With the Rate Limiting filter, you can set a maximum number of requests per second, minute, hour or day that are allowed to access your service by user, IP address, header value, or URI. You can set the rate limits by HTTP method, or use a wildcard to have the same limit for all HTTP methods for your service. This will prevent your service from being flooded by deliberate or accidental requests that could harm your service.
Your current limits may include your absolute limits. Absolute limits are specific to a service domain and are therefore only provided by the origin service. However, Repose will integrate absolute and current limits as they apply to you.
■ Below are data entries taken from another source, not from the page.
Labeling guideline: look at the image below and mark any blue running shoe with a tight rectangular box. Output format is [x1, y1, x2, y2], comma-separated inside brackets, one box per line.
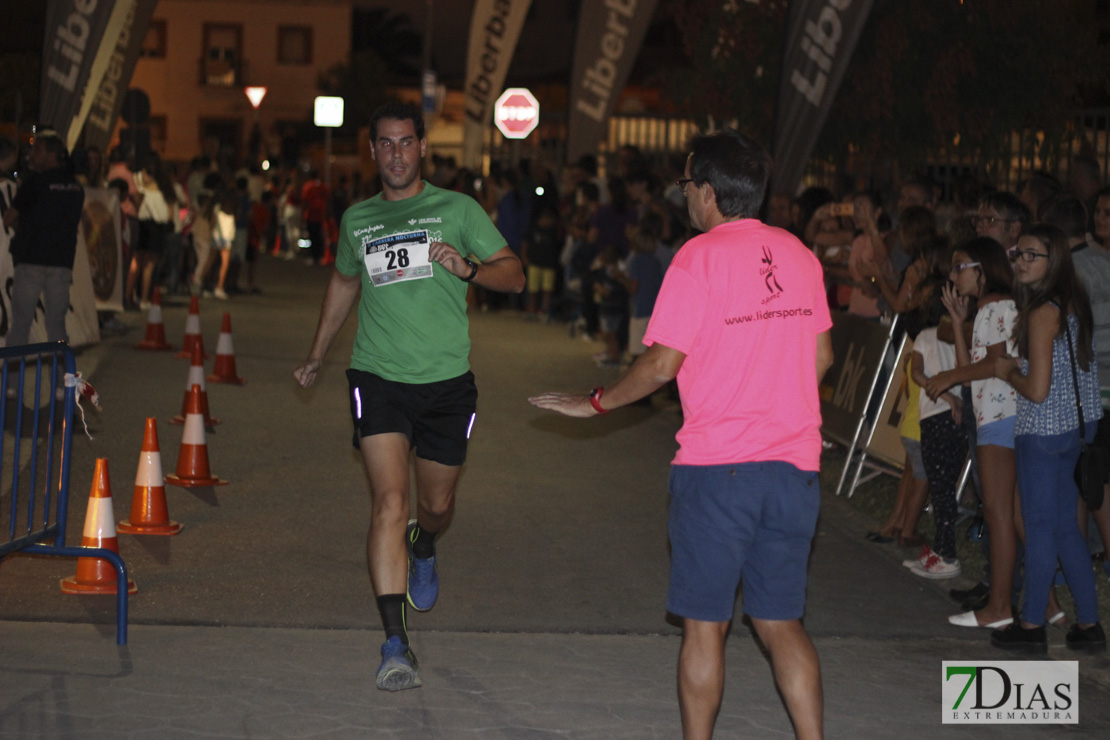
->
[375, 636, 421, 691]
[405, 519, 440, 611]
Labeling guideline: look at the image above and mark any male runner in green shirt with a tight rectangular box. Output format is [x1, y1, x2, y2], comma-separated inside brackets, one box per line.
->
[293, 103, 524, 691]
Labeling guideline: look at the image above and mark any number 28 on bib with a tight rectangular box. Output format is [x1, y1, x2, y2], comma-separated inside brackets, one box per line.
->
[363, 230, 432, 287]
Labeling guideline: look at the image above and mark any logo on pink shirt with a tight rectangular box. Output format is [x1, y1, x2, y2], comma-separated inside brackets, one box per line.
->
[759, 245, 783, 303]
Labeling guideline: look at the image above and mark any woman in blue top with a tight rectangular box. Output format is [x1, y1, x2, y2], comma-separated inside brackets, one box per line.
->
[990, 224, 1106, 652]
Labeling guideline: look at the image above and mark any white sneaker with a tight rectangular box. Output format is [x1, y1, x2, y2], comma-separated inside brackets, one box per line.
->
[902, 545, 932, 568]
[910, 553, 960, 580]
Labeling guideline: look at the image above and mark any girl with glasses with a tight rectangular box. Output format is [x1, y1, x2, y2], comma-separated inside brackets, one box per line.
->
[925, 236, 1034, 629]
[991, 224, 1106, 652]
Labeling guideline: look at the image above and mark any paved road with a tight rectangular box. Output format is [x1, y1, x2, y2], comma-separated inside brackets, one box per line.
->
[0, 260, 1110, 739]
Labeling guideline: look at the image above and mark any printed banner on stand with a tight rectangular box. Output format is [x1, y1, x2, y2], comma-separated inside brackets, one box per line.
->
[771, 0, 872, 195]
[462, 0, 532, 169]
[864, 337, 914, 470]
[566, 0, 658, 162]
[819, 312, 890, 445]
[84, 0, 158, 152]
[78, 187, 124, 311]
[39, 0, 135, 150]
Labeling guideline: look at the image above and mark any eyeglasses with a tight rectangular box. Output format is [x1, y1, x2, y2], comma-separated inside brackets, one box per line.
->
[971, 216, 1017, 226]
[1006, 246, 1048, 262]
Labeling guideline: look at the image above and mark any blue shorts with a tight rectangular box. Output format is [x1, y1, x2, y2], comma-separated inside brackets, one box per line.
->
[667, 462, 820, 622]
[976, 416, 1018, 449]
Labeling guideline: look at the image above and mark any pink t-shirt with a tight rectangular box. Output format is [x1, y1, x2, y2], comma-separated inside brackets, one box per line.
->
[644, 219, 833, 470]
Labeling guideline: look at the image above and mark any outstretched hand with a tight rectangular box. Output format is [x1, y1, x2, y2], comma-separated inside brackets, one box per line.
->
[427, 242, 471, 277]
[293, 359, 321, 388]
[528, 393, 597, 418]
[940, 283, 968, 326]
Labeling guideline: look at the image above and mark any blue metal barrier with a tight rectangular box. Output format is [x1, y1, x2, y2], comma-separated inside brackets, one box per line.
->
[0, 342, 128, 645]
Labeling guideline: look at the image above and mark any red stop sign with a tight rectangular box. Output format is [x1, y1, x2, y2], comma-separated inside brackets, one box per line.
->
[493, 88, 539, 139]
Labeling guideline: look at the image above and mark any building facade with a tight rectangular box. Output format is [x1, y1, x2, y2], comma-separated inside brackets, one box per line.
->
[132, 0, 351, 162]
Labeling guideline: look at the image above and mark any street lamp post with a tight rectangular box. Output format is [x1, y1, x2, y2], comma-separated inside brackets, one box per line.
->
[313, 95, 343, 189]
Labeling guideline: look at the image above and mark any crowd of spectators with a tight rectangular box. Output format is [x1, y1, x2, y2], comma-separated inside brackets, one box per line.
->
[799, 156, 1110, 650]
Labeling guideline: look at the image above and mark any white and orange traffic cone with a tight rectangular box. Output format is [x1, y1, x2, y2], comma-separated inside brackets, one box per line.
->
[176, 295, 208, 359]
[165, 385, 228, 488]
[135, 287, 173, 349]
[170, 344, 220, 429]
[61, 457, 139, 594]
[117, 418, 184, 535]
[208, 311, 246, 385]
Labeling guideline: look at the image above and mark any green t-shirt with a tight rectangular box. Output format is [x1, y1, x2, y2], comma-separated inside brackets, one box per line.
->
[335, 182, 505, 383]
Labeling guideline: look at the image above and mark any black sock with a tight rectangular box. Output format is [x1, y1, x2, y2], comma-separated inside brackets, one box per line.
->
[410, 525, 440, 560]
[377, 594, 408, 645]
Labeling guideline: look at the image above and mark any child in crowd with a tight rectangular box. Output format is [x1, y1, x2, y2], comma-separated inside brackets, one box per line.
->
[990, 224, 1106, 652]
[190, 190, 215, 295]
[521, 203, 559, 321]
[924, 236, 1059, 629]
[910, 296, 968, 579]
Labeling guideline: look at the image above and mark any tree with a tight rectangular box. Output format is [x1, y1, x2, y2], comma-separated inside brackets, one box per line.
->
[669, 0, 1110, 176]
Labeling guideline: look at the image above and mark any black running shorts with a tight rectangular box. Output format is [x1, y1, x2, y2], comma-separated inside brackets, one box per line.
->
[347, 368, 478, 466]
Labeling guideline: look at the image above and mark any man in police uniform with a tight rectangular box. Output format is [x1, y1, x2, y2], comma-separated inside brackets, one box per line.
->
[293, 103, 524, 691]
[3, 126, 84, 347]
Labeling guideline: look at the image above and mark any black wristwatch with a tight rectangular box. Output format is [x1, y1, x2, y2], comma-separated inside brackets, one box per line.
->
[460, 257, 478, 283]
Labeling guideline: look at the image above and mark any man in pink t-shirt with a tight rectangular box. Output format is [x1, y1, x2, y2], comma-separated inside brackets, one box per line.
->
[529, 130, 833, 738]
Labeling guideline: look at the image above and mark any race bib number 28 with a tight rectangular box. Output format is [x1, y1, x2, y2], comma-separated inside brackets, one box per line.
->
[364, 231, 432, 287]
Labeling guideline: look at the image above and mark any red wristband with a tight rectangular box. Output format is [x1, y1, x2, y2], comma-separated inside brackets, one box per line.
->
[588, 385, 609, 414]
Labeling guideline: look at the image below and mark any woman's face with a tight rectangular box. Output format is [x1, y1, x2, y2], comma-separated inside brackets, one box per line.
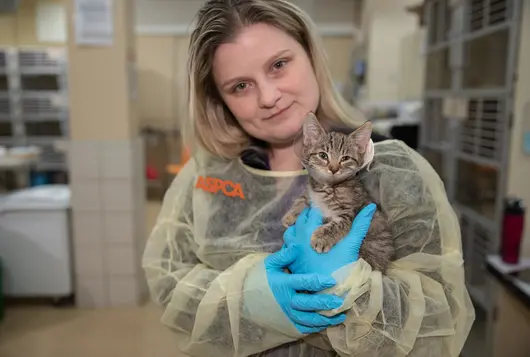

Repose does not enforce absolute limits, but it does inform the origin service of those limits.
General filter information
Filter name: rate-limiting
Filter configuration: rate-limiting.cfg.xml
Released: prior to version 1.0.6
To correctly rate limit a requested resource, the rate limiting component uses one required HTTP header precondition and one optional HTTP header precondition.
|Required||X-PP-User is a single-value header. This header is used to describe the unique name of the client making the request. This name is used in part to cache and store request hits. |
|X-PP-Groups||Optional||X-PP-Groups is a list of string values. This header is used to describe all of the limit groups the client belongs to. A client may belong to zero, one, or more limit groups.|
These headers are used by the Rate Limiting filter and are populated by other Repose components such as the Keystone v2 filter.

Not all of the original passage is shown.